Pope Benedict XVI shocked the world and set off an internet maelstrom on Feb. 10 with news that he would resign the papacy at the end of the month. Countless questions immediately arose about why he had done so and what happens next. At the same time, myriad attempts to define his legacy, some more or less fair, began in earnest. It thus seems an opportune time for lawyers to reflect on one event that will surely be regarded as a defining moment of his papacy: the historic address at Westminster Hall in September 2010.

Westminster Hall, of course, was the sight of one of the most famous trials in history some 475 years earlier. A visitor on July 1, 1535, would have seen a frail, sickly Sir Thomas More — the former lord chancellor of England, a lawyer, and one of the most beloved and respected humanists of his day — ushered into the great hall to stand trial for high treason.

The tension was palpable, even though the outcome had been pre-determined and the deck was stacked firmly against him. More had no notice of the charges against him until they were read in court that morning, and he had no lawyer to represent him. The panel of 15 judges presiding over the trial included the father, brother and uncle of Anne Boleyn, who had a vested interest in seeing More condemned.

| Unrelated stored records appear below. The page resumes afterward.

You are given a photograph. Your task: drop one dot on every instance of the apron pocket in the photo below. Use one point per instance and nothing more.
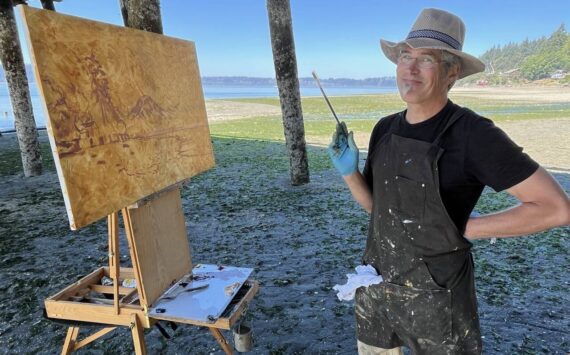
(424, 314)
(410, 199)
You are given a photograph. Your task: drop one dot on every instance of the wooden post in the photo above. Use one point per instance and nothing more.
(15, 71)
(48, 5)
(142, 15)
(283, 45)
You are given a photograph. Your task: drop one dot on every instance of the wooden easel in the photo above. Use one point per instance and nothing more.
(76, 303)
(125, 122)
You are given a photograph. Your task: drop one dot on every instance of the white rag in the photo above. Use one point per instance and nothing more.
(365, 275)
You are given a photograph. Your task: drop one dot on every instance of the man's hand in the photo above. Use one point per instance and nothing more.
(343, 151)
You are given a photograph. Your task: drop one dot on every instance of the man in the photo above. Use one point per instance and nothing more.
(426, 168)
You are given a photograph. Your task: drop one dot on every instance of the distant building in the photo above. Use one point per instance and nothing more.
(510, 72)
(559, 74)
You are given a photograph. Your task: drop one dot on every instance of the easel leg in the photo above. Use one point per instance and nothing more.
(138, 336)
(70, 338)
(222, 341)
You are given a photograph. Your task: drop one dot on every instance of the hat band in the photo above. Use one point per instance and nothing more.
(440, 36)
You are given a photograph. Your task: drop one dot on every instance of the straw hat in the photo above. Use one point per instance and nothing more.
(437, 29)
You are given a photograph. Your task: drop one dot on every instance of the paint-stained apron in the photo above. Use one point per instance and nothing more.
(427, 300)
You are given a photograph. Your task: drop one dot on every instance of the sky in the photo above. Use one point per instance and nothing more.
(337, 38)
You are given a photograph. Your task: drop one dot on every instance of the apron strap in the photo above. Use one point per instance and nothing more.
(460, 112)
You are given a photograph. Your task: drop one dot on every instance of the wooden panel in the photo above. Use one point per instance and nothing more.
(161, 244)
(125, 108)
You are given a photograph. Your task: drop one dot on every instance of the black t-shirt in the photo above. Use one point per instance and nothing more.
(477, 153)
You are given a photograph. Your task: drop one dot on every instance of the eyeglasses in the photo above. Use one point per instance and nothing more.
(424, 61)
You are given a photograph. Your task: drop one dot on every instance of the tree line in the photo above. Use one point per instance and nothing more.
(529, 60)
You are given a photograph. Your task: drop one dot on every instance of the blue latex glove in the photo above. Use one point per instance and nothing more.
(343, 151)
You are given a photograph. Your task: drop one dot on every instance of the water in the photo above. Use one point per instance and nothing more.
(210, 92)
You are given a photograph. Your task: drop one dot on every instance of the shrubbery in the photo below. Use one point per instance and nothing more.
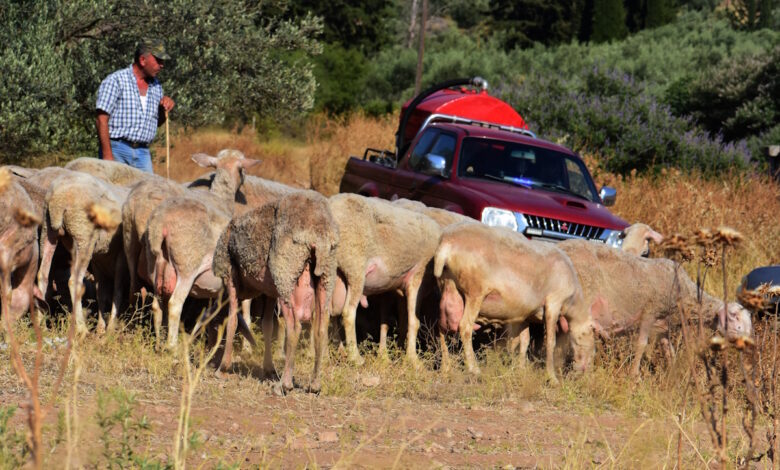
(231, 60)
(612, 116)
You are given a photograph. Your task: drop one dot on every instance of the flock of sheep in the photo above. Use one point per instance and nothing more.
(267, 245)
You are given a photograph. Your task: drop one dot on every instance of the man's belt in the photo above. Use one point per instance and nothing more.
(132, 144)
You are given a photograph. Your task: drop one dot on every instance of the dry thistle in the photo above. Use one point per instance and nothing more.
(103, 217)
(677, 246)
(26, 218)
(717, 343)
(727, 236)
(752, 300)
(703, 237)
(710, 256)
(5, 179)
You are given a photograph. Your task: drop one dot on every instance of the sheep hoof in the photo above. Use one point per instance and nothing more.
(357, 359)
(278, 390)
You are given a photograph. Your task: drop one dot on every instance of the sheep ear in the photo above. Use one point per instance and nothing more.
(249, 162)
(204, 160)
(654, 236)
(320, 261)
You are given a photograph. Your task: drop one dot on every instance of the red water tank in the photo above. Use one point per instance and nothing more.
(469, 104)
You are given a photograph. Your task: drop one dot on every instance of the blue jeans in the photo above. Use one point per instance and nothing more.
(138, 158)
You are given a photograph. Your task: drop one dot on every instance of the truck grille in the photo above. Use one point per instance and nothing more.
(554, 228)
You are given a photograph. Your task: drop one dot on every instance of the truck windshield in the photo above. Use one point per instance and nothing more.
(525, 165)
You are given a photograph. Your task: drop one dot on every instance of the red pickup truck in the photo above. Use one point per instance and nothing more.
(472, 153)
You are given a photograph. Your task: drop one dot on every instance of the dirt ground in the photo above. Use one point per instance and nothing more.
(362, 420)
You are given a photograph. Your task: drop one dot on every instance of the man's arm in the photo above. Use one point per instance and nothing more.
(103, 138)
(166, 104)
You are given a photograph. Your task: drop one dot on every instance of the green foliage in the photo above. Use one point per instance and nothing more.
(658, 13)
(13, 449)
(231, 60)
(340, 77)
(751, 15)
(526, 22)
(609, 21)
(736, 98)
(120, 431)
(361, 25)
(610, 115)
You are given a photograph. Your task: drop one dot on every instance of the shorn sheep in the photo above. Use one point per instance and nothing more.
(626, 293)
(181, 235)
(381, 248)
(500, 275)
(18, 248)
(111, 171)
(283, 250)
(83, 213)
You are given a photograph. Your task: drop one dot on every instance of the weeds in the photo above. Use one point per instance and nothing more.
(120, 431)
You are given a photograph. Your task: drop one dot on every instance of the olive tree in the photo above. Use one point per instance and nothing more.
(231, 60)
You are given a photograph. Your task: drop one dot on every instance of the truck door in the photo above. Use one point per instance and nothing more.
(411, 184)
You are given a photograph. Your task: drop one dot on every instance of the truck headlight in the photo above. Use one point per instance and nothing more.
(495, 217)
(612, 238)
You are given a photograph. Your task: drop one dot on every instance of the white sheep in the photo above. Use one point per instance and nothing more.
(499, 275)
(83, 213)
(283, 250)
(625, 292)
(18, 248)
(637, 238)
(181, 235)
(111, 171)
(382, 248)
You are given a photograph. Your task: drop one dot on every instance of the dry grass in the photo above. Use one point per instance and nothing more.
(603, 419)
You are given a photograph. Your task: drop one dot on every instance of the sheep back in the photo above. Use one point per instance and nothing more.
(304, 225)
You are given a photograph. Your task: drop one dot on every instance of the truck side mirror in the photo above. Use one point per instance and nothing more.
(433, 165)
(608, 195)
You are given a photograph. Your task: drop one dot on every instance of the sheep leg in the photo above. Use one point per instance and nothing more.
(48, 246)
(175, 305)
(519, 337)
(383, 327)
(320, 327)
(264, 307)
(292, 332)
(120, 273)
(132, 252)
(445, 364)
(413, 323)
(102, 303)
(645, 325)
(232, 323)
(246, 313)
(354, 292)
(78, 269)
(466, 327)
(552, 311)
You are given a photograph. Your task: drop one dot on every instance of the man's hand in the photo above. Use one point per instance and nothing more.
(167, 103)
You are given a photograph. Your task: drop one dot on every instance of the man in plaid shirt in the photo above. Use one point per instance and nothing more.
(130, 107)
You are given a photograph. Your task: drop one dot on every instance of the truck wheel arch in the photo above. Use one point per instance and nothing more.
(368, 190)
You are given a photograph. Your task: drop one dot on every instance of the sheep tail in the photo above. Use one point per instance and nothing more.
(221, 262)
(440, 259)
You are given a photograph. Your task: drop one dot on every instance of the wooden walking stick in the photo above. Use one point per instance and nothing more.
(167, 149)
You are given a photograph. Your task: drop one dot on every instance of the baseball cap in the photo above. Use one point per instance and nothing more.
(154, 47)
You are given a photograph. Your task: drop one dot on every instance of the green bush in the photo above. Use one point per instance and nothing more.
(736, 98)
(231, 60)
(611, 116)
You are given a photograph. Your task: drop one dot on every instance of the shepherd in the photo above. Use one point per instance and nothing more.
(131, 105)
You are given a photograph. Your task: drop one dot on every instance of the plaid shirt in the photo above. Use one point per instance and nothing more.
(119, 97)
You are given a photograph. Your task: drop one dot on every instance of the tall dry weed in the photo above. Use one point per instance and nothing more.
(331, 143)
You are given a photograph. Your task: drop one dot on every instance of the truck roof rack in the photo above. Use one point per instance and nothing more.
(461, 120)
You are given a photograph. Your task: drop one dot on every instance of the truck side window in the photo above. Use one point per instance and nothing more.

The principal charge against More was that he had "maliciously, traitorously, and diabolically" denied Parliament’s power to proclaim King Henry VIII to be the supreme head of the church in England. Acting as his own lawyer though he was too weak to stand for any length of time, More asserted that his personal view of the act of Parliament was a matter of conscience that he had shared with no one, and that as a matter of law he could not be punished for silence. After 15 minutes’ deliberation, a jury of 12 men nonetheless found More guilty and sentenced him to death.

The drama, however, was not over. After the verdict, More invoked a procedure to challenge the indictment on the grounds that the act was invalid because no government or monarch had any right to interfere with matters internal to the church. Among other things, More emphasized, the first clause of the Magna Carta guaranteed that the church in England would be free from all such interference.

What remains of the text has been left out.